FPE is based on a random permutation, so, a truly random permutation is theoretically the ideal FPE cipher. However, it is not suitable for large applications to generate and store a truly random permutation. Therefore, FPE algorithms aim to make a pseudo-random permutation from a Key. In addition, a good FPE algorithm should not be distinguishable from a truly random permutation.
From now, I will focus on the FPE algorithms named FF1 and FF3-1 because it was approved by the NIST and they are among the most used and documented algorithms. FF1 and FF3-1 use a Feistel network. This function has some advantages like having the same output size as the input data, and it guarantees to be invertible even if the round function (F, see schema below) is not itself invertible.
In FF1 and FF3 algorithms, the Feistel cipher operations are made in the same radix (base) as the domain. For instance, if the domain is 26 all the operations are made on the radix 26. This is how the FF1 and FF3 manage to keep the same output domain as the input one.
A Feistel network is a function who take in input a data block and a key:
- The data part (in green) is split into two parts (L0 and R0).
- The key (K below) is used as input in F function, which is a block cipher, more often AES 128.
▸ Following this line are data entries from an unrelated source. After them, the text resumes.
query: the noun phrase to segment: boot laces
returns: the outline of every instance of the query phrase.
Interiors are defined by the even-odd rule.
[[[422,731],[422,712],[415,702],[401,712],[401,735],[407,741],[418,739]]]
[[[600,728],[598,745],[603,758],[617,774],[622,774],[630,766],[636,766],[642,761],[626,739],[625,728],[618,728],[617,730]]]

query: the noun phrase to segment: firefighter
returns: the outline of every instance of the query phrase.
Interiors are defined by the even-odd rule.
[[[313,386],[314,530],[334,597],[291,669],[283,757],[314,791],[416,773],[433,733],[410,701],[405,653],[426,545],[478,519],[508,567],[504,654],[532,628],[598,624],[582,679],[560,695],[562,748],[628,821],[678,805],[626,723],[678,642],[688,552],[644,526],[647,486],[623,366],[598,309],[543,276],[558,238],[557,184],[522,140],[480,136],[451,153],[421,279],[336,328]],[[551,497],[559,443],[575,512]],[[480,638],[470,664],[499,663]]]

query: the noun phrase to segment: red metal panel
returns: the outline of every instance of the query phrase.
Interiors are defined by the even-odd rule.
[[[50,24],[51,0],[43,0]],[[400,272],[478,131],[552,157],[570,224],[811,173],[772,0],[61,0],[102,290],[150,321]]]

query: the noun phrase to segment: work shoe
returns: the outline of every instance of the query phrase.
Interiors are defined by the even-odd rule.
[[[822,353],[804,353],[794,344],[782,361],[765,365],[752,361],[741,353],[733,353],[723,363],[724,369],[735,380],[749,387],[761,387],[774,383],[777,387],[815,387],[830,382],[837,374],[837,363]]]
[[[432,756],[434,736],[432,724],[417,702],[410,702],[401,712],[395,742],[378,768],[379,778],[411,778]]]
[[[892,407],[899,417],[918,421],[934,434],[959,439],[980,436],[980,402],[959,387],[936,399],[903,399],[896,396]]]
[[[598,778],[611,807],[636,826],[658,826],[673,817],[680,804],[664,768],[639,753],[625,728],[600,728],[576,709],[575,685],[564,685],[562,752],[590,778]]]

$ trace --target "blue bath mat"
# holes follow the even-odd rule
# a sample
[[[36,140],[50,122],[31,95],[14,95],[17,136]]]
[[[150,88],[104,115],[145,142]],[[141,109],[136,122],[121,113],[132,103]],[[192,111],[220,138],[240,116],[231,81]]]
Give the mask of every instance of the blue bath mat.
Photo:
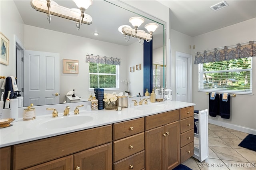
[[[256,151],[256,135],[249,134],[238,144],[239,146]]]
[[[192,170],[192,169],[190,168],[186,165],[180,164],[173,169],[172,170]]]

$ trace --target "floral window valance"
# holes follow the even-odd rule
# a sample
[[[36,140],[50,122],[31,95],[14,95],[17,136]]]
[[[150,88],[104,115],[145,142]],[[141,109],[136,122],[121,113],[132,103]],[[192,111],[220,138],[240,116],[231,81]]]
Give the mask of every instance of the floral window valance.
[[[196,53],[195,58],[195,64],[209,63],[210,62],[220,61],[224,60],[237,59],[250,57],[256,57],[256,44],[253,41],[249,42],[248,44],[241,45],[240,43],[236,44],[236,47],[228,48],[224,47],[224,49],[214,49],[214,51],[204,53]]]
[[[93,54],[87,55],[86,58],[86,63],[99,63],[100,64],[109,64],[110,65],[120,65],[120,59],[117,58],[101,56]]]

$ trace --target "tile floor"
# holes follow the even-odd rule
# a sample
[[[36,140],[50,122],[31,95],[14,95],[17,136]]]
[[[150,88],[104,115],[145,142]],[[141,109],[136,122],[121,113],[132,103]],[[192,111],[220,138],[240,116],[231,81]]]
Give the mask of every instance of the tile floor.
[[[182,164],[193,170],[255,170],[256,152],[238,146],[248,135],[248,133],[209,124],[208,158],[200,162],[191,157]],[[198,146],[198,141],[196,138],[194,143],[195,146]]]

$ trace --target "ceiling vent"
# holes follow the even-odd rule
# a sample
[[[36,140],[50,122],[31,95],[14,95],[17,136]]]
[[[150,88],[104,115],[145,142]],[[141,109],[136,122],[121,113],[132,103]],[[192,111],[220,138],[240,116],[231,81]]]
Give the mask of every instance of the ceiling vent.
[[[210,8],[214,11],[216,11],[228,6],[228,4],[227,4],[226,2],[223,1],[214,5],[210,6]]]

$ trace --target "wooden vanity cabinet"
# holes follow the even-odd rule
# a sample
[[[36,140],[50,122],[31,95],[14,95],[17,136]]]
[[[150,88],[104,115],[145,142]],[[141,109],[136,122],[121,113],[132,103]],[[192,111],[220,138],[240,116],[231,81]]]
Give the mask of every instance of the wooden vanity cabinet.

In our case the F function is an AES 128 algorithm used to cipher the second part of the data with the key, in fact, it is used as a pseudo-random function. The result is used to modify the other part of the string with a modular addition. Finally, it swaps the two parts for the next round. Then do ten rounds for FF1 and eight for FF3-1. That’s it you get cyphered data!
Why should you be careful with FPE?
Format Preserving Encryption is not a common encryption method, so, we do not have so much feedback like for other classic encryption algorithms. The direct consequence is that it does not benefit from the same enthusiasm from researchers. Remember that FPE is based on a random permutation, thus, in case of small domain it will be more vulnerable to guessing attacks and analytic attacks.
It is the reason why FF1 and FF3-1 are approved by this NIST only in a range of use cases. According to the NIST the domain required for a secure utilization of FF1 and FF3-1 is at least 1 million words. It is also recommended to use a tweak when it’s feasible, it’s like an initialization vector or salt.